This is not a complete biography. It is a brief account of some of the sexual orientation, gender and feminism-related events in my life. I don’t mean to hit every event in my life, not even every significant event. It is just a starting point.
My parents take me aside. They sit me down and tell me quite seriously that when I grow up, I can be absolutely anything I want to be. I think about it a minute and proclaim, “I want to be a daddy!”
“Except that,” they say. “But you can be a mommy.”
I cry inconsolably.
On our trip to visit my mother’s family in Gemany that year, she buys me a pair of lederhosen. When we go shopping for clothes, she outfits me with boy’s shoes. My hair is cut short, not falling below my ears.
I play with Matchbox cars and Lincoln Logs. Leon Toomey likes to come over to my house because he says I have all the boy’s toys.
My parents are true to their word. When I decide I want to be a professional baseball player, they don’t try to talk me out of it or suggest softball instead. My dad buys a bat, ball and glove and we head out to the back yard, but my career comes to an abrupt halt when I hit a “line drive up center” on my dad, felling him to the ground.
I’m panicked. I’ve just hurt him horribly, but I don’t know what I did. My dad is rolling on the grass, clutching his groin. “Daddy! I don’t know if you’re laughing or crying!”
He somehow manages to groan, “I don’t know, either.”
I run inside to tell my mom, who is hosting a get-together with her coworkers. I tell them what happened and what my dad said, and everyone starts to laugh.
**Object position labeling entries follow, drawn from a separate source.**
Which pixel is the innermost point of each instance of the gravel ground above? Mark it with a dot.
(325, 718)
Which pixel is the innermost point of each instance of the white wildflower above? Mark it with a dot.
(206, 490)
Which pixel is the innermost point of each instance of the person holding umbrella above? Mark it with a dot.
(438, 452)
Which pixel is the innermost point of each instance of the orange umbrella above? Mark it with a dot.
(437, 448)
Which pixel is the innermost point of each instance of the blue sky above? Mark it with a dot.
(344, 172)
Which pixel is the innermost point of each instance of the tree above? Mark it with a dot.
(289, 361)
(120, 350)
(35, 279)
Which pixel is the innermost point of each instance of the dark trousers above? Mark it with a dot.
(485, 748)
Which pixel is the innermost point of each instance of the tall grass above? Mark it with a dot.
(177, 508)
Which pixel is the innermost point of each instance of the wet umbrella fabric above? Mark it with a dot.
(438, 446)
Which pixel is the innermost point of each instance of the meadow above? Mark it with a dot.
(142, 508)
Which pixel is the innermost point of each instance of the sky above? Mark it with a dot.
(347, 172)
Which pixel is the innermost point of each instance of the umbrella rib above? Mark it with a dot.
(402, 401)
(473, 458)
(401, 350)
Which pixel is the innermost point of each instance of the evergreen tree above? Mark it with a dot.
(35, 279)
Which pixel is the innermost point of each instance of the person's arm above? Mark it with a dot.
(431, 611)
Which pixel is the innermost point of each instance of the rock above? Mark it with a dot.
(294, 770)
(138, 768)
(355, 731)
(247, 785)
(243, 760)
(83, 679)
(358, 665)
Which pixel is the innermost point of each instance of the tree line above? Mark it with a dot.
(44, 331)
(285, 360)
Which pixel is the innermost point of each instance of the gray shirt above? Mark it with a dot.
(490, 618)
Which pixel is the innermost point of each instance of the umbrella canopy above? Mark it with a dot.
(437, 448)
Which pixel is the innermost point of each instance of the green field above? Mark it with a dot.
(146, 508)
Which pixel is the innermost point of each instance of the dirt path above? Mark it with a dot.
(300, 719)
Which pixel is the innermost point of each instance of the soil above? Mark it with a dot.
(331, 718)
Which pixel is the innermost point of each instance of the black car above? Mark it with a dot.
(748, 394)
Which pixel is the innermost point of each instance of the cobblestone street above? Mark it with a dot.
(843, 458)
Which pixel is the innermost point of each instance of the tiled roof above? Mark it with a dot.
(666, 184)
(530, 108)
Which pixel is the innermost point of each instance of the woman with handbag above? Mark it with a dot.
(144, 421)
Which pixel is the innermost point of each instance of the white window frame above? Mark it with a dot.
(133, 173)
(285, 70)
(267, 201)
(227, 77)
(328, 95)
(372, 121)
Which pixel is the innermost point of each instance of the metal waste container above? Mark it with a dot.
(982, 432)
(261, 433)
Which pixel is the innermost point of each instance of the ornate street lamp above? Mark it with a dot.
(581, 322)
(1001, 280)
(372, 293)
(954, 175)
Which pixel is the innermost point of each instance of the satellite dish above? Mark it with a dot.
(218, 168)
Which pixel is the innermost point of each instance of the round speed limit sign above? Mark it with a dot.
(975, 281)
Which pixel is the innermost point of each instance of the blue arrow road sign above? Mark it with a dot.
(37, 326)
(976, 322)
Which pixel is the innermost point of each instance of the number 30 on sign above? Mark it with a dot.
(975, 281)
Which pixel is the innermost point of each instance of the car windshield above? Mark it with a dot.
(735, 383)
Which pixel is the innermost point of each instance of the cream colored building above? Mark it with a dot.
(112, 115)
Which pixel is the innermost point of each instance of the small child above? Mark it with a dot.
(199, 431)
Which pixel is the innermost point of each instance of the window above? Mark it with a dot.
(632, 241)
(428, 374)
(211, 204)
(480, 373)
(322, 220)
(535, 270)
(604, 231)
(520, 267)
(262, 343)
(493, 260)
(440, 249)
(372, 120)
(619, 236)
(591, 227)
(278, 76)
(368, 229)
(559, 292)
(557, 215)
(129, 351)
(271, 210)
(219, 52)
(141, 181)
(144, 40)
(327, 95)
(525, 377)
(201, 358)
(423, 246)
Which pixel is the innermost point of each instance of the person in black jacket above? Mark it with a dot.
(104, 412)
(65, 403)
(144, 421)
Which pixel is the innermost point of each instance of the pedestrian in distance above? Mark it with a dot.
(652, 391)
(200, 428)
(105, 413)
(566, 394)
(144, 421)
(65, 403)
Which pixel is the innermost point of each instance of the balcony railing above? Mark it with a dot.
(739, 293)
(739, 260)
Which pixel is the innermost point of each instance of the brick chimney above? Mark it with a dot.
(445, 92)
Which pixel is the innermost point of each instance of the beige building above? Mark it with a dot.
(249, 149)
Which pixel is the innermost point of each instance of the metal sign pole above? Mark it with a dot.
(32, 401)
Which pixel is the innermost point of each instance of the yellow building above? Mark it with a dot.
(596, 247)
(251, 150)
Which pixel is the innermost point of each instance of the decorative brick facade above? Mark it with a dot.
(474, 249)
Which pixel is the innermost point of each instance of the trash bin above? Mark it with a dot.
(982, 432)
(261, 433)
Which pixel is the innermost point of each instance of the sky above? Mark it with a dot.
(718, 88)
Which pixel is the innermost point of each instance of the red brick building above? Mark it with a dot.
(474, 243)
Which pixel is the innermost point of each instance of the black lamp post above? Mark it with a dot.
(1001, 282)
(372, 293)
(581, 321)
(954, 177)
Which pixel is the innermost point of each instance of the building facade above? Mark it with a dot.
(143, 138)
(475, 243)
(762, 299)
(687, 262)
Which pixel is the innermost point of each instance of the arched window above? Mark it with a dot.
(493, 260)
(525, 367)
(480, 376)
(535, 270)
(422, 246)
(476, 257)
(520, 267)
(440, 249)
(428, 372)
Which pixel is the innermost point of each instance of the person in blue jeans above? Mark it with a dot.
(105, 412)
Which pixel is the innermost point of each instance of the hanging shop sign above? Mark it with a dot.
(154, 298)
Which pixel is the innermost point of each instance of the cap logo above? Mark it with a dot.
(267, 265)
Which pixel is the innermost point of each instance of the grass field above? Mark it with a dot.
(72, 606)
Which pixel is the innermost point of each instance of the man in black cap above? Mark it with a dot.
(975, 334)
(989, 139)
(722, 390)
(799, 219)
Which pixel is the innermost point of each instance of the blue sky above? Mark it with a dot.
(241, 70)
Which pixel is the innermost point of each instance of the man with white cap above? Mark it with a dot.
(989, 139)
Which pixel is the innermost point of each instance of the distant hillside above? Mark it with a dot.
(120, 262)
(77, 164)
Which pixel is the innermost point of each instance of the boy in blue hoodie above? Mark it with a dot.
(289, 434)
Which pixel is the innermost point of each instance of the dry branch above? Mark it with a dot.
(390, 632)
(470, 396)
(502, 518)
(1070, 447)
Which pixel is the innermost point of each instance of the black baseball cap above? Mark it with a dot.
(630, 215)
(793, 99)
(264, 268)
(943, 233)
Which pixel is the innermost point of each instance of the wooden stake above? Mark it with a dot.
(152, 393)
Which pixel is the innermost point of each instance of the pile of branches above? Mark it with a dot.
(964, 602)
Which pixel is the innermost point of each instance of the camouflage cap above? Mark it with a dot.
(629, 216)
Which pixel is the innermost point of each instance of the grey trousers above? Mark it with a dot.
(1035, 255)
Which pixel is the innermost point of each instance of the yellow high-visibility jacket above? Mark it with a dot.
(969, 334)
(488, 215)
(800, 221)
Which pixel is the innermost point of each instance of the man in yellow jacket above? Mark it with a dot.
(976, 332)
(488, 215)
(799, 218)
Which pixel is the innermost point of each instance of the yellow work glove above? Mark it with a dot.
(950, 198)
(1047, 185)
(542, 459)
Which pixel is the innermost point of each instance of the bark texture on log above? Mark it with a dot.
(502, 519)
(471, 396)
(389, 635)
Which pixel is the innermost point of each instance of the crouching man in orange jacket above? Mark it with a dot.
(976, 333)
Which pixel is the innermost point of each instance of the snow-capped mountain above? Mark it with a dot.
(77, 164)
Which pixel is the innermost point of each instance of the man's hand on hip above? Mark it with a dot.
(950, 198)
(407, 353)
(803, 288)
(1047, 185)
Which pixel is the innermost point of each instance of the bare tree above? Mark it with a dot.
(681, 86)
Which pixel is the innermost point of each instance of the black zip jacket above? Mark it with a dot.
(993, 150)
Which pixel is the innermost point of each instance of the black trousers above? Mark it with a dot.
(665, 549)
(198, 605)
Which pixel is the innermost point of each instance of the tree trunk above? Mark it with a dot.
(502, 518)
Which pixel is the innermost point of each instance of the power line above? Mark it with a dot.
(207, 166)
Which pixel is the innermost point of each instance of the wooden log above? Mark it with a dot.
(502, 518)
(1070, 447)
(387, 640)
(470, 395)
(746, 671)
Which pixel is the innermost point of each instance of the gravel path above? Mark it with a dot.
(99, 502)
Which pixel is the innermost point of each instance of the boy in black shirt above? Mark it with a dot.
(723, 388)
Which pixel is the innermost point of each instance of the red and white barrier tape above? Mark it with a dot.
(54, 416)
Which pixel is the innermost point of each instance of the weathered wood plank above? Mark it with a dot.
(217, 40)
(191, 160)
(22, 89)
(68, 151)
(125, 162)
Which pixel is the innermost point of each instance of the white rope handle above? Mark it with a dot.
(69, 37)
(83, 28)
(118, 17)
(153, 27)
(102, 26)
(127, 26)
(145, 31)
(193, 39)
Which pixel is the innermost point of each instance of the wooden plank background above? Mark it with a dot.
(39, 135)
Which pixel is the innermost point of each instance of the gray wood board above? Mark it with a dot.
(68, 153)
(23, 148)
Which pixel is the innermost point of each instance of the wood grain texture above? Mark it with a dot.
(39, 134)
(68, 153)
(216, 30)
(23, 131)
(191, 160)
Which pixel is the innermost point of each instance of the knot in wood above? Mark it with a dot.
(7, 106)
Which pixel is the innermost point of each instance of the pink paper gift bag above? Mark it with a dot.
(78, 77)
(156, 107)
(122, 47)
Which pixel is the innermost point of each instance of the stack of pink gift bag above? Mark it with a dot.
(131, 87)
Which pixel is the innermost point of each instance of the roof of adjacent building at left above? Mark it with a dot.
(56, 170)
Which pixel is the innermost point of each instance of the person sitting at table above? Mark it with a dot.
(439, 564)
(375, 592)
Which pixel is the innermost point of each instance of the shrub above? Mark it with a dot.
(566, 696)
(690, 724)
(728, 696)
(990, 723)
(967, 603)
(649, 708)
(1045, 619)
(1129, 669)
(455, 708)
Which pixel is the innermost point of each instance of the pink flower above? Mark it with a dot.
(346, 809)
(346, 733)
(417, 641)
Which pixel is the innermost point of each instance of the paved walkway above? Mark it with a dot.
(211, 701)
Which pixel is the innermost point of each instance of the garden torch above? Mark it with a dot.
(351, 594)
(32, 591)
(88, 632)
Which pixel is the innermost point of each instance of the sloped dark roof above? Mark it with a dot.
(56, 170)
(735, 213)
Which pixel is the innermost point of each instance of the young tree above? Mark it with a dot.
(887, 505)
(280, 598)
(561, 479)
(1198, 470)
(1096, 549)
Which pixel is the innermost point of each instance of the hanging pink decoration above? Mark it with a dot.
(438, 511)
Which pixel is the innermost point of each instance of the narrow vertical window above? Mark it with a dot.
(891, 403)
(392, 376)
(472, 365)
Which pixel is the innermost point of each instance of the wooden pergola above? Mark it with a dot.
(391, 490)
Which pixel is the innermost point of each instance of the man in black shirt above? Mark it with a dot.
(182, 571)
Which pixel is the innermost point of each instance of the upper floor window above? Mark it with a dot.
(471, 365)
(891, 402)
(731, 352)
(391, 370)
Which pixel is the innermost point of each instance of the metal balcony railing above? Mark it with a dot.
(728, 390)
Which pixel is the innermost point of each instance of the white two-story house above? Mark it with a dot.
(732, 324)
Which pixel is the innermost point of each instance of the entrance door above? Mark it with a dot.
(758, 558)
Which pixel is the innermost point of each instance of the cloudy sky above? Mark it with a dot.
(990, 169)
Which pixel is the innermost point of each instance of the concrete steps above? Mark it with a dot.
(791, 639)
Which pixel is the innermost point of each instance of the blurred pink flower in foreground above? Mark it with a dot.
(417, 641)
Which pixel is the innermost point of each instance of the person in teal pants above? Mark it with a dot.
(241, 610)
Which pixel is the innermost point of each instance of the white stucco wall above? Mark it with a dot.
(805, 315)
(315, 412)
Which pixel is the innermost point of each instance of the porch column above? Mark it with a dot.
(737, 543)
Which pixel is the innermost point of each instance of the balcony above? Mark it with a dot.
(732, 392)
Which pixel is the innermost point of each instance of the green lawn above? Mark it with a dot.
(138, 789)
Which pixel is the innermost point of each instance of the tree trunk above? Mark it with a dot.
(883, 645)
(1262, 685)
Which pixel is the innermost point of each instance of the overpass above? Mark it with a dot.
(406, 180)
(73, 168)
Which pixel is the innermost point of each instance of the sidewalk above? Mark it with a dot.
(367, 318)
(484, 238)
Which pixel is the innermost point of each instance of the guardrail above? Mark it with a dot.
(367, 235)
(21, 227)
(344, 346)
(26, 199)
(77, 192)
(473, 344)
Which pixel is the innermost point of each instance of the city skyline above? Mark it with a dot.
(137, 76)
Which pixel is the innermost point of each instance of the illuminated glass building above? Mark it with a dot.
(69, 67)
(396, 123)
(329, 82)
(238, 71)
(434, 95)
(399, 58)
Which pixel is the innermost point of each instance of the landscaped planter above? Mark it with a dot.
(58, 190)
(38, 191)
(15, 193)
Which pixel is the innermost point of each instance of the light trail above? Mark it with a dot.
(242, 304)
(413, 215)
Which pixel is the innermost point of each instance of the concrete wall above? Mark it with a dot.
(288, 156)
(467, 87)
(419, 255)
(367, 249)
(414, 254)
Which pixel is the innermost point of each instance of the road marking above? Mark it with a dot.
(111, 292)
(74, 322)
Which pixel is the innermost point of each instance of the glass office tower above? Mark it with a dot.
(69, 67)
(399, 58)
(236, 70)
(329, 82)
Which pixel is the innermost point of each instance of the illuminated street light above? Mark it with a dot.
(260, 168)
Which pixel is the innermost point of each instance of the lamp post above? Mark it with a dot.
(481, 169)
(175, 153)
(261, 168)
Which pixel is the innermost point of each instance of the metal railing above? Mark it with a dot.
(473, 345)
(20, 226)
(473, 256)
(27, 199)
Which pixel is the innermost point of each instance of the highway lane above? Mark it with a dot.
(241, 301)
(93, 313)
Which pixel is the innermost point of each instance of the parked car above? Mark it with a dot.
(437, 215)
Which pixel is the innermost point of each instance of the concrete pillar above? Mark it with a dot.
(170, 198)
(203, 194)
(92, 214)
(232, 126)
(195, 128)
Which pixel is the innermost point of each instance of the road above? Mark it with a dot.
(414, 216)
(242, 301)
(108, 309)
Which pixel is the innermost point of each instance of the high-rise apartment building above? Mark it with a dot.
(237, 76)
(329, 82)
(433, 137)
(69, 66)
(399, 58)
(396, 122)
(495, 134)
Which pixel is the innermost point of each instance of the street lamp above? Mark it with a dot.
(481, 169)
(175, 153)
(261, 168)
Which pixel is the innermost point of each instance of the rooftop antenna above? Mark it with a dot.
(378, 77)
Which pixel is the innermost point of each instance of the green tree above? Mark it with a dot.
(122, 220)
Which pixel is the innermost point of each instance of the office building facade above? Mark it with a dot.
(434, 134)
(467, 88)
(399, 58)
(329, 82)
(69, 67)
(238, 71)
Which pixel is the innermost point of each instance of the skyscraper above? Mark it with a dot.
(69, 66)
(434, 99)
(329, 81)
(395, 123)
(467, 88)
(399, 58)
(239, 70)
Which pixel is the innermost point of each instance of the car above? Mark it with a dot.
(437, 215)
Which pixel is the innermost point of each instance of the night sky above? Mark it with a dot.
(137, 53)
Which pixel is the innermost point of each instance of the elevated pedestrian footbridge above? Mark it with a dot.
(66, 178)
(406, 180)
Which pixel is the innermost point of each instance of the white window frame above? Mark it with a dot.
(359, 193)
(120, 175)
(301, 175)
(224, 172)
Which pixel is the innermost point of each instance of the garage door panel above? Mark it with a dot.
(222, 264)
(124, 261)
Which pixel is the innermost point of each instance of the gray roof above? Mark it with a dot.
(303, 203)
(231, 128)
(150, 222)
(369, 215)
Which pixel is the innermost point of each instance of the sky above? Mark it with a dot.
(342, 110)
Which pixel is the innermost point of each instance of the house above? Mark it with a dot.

I’m mortified without even understanding why.
I never play baseball again.
This thing called puberty is coming. I know because my mom bought me a book. I’m told I’m going to get something called “my period” and I’m going to grow breasts. I can hardly wait, because it means I’m growing up.
That summer, my parents and I take a weekend trip. I swim in the pool while my parents nap, and we’re to meet at a certain time in the hotel’s bar. I get there early, and some older man buys me “a drink” — just a soda — and calls me pretty. My parents show up and swoop in to take me away.